Hari ini aku sedang begitu merindukanmu. Ingin sekali aku memelukmu, menceritakan semua hal yang terjadi selama tidak ada kamu. Ingin sekali aku mengulang masa dimana berbincang dan tertawa menjadi hal yang paling menyenangkan melebihi apapun. Kemustahilan ini membuatku semakin merindukanmu, ketidakmungkinan ini membuat dadaku semakin sesak akibat menahan rindu. Setiap kali ada hal yang berkaitan tentangmu, setiap kali aku mengamati motormu; mataku selalu berkaca-kaca seakan hati masih tidak percaya. Selama ini aku hanya menganggap bahwa kamu pergi untuk sementara bukan untuk selamanya.
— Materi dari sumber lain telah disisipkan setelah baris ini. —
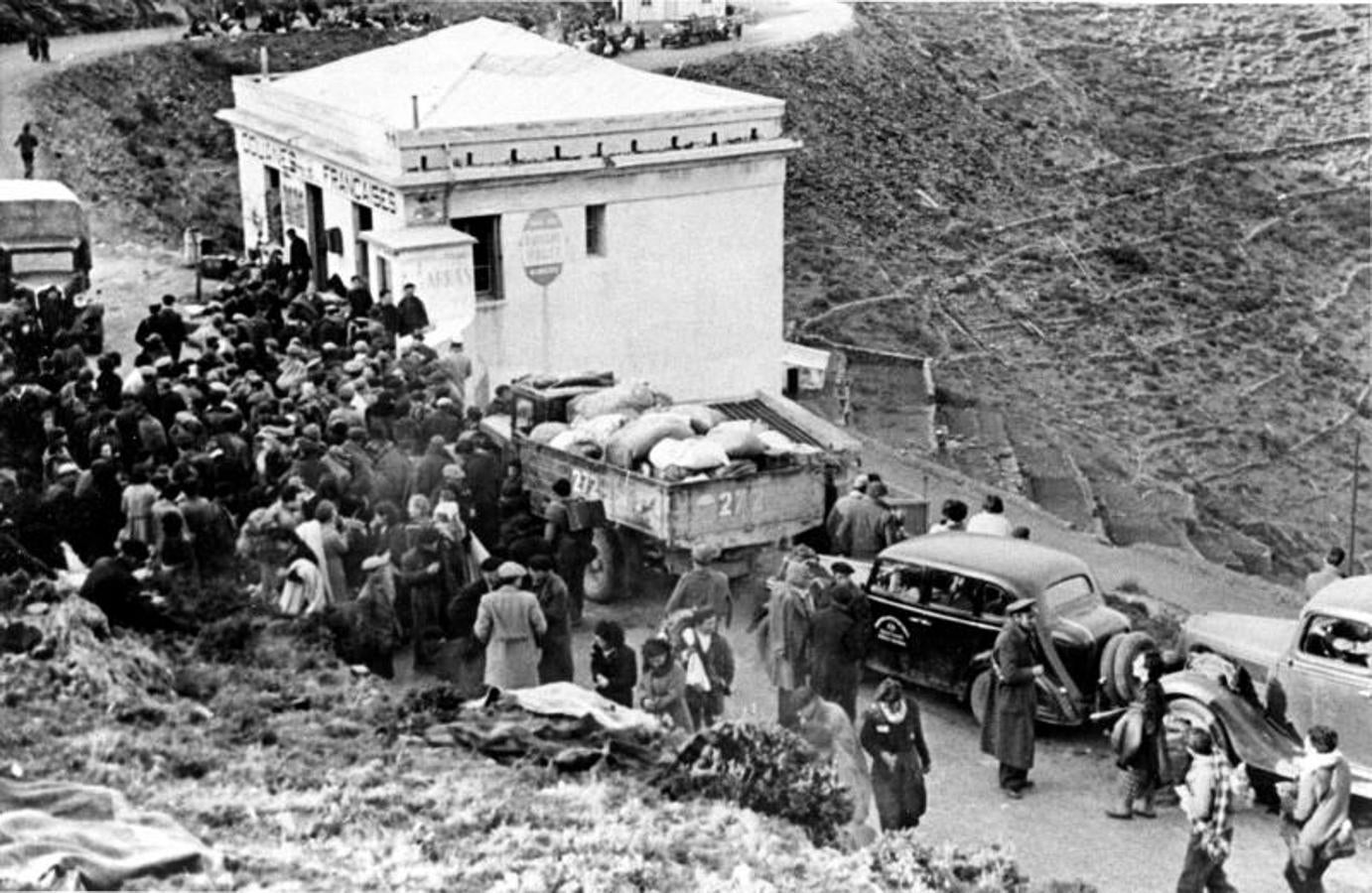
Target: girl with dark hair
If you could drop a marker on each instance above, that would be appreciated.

Beberapa hari ini aku selalu menggigil ditengah malam, aku bertanya pada ibu kenapa aku sering seperti itu lalu kata ibu “itu tandanya sedang ada yang mendekatimu, mungkin ayahmu atau keluargamu yang lain”. Ah ayah, aku senang ketika mendengar itu. Aku senang jika pada tengah malam itu ayah mendekatiku, apakah ayah juga rindu? Jika aku boleh meminta jangan dekati aku terus jika itu mempengaruhi pertahanan daya tubuhku yaaa, karena disini aku juga memerlukan kekuatan untuk beraktivitas. Jika kamu ingin mengajakku pergi dan tinggal bersama lagi. Nanti dulu ya yah, bukannya aku tidak mau hanya saja aku masih harus menyelesaikan studiku. Aku masih harus mewujudkan cita-citamu, aku masih harus merealisasikan impianku, membahagiakan ibu dan membuatmu bangga disana. Ketika nanti tugasku disini sudah selesai dan Tuhan menyuruhku untuk pulang, aku akan segera menyusul ke tempat terindahmu.

Tunggu aku ya yah. Atas seizin Tuhan dan jika sudah waktunya kita akan menyatu di Surga-Nya Tuhan tanpa perlu takut akan waktu yang memisahkan (lagi).